Casely-Hayford's Seven Hole boot
Just over one year ago, I fell head over heels for Casely-Hayford's Paragon boot. Every once in a while you encounter a collection that encapsulates your dream wardrobe. Now, Casely-Hayford have a habit of producing such a collection and their A Darker Shade of Black for AW10, left me contemplating a life of crime to posses it all. Drawn to everything, I was particularly taken with the design duo's update on John Moore's most iconic boot; a twelve hole construction, goodyear welted toe strap boot. As it was lust at first sight, I should have snapped them up the moment my bleary eyes focused on them but after much dithering, the limited run production slipped through my wanting fingers. I thought all was lost and that my feet would never forgive me. However, for AW11 the father and son design team managed to create a new love, even stronger than the first. Having learnt my lesson, I snapped them up at the earliest opportunity. The addition of these boots to my ever growing shoe collection will provide a welcome respite for my well worn Lodger's Kudu brogued boots (stay tuned for a restoration post) that have pounded so many pavements over the years. I now have a new favourite and I'm excited to road test them for London Fashion Week...
The boots worn with trousers by Tim Soar and red socks from Uniqlo.

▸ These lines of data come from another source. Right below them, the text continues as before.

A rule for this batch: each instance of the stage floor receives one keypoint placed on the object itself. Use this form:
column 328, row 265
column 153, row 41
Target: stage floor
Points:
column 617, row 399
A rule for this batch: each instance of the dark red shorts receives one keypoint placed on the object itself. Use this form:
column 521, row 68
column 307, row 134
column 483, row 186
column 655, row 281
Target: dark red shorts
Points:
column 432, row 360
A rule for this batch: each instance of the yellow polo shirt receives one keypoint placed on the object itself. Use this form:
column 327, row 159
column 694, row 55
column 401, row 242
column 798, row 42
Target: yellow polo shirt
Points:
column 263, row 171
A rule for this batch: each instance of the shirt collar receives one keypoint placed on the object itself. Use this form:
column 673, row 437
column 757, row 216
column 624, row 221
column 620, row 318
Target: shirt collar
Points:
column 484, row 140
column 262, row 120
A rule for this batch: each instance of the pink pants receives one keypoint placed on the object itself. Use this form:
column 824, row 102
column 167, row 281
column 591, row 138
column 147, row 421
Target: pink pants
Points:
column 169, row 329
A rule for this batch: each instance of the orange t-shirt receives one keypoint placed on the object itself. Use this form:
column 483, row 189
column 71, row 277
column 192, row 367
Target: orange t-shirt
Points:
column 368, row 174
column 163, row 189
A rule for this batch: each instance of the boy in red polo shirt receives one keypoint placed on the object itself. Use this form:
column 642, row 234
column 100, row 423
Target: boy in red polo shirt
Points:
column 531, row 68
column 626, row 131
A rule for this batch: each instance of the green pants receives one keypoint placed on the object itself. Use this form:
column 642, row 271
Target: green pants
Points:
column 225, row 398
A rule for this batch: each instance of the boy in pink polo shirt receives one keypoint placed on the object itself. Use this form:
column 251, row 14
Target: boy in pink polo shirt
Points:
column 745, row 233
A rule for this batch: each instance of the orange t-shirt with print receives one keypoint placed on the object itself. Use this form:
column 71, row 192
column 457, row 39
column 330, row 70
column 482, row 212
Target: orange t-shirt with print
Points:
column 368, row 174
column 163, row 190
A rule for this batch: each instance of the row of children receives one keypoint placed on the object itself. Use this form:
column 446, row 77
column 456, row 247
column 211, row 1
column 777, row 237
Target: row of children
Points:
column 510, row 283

John Moore first designed the ‘toe strap’ boot with the Desborough factory in 1986, before changing manufacturer in 1987. The original design was a seven eyelet boot, Goodyear welted and with a Northampton appearance. It fused elements of punk/seditionaries, Skinhead styling and traditional British work boots. The Toe strap became a cult boot. Here it has been reimagined by Casely-Hayford who have used the same maker to update the boots for a new generation. The boots showcase the duality that drives the brand. With each of their six seasons, the design duo begin with the desire to capture, play and experiment with the duality of English Sartorialism and British Anarchy. It is an ever intriguing house that encourages change whilst being grounded in tradition. Here, they combining styling from the punk and skinhead scene, with a traditional British work boot shape whilst many of the features from Moore’s original design remain.
The boots are seven hole construction with a goodyear welted heavy duty sole. Brogue detailing at the ankle, on the heel-strap, and around toe cap are accentuated by the protruding toe-strap, all of which give this iconic boot its nickname and a distinctive look.
Having declared my intent on adding them to my collection, the only difficulty lay in choosing between black or chestnut. They are equally beautifully. If I had my way I would double team them but life is not a fantasy. As you can see, after much deliberation and soul searching, I opted for black. I could not be happier with my choice which is a good thing because my work colleague Andrew, also seduced by the charms of the design chose chestnut. I'm pushing for visiting rights. I've found my (near identical) boot twin. Fame and fortune await...right...right?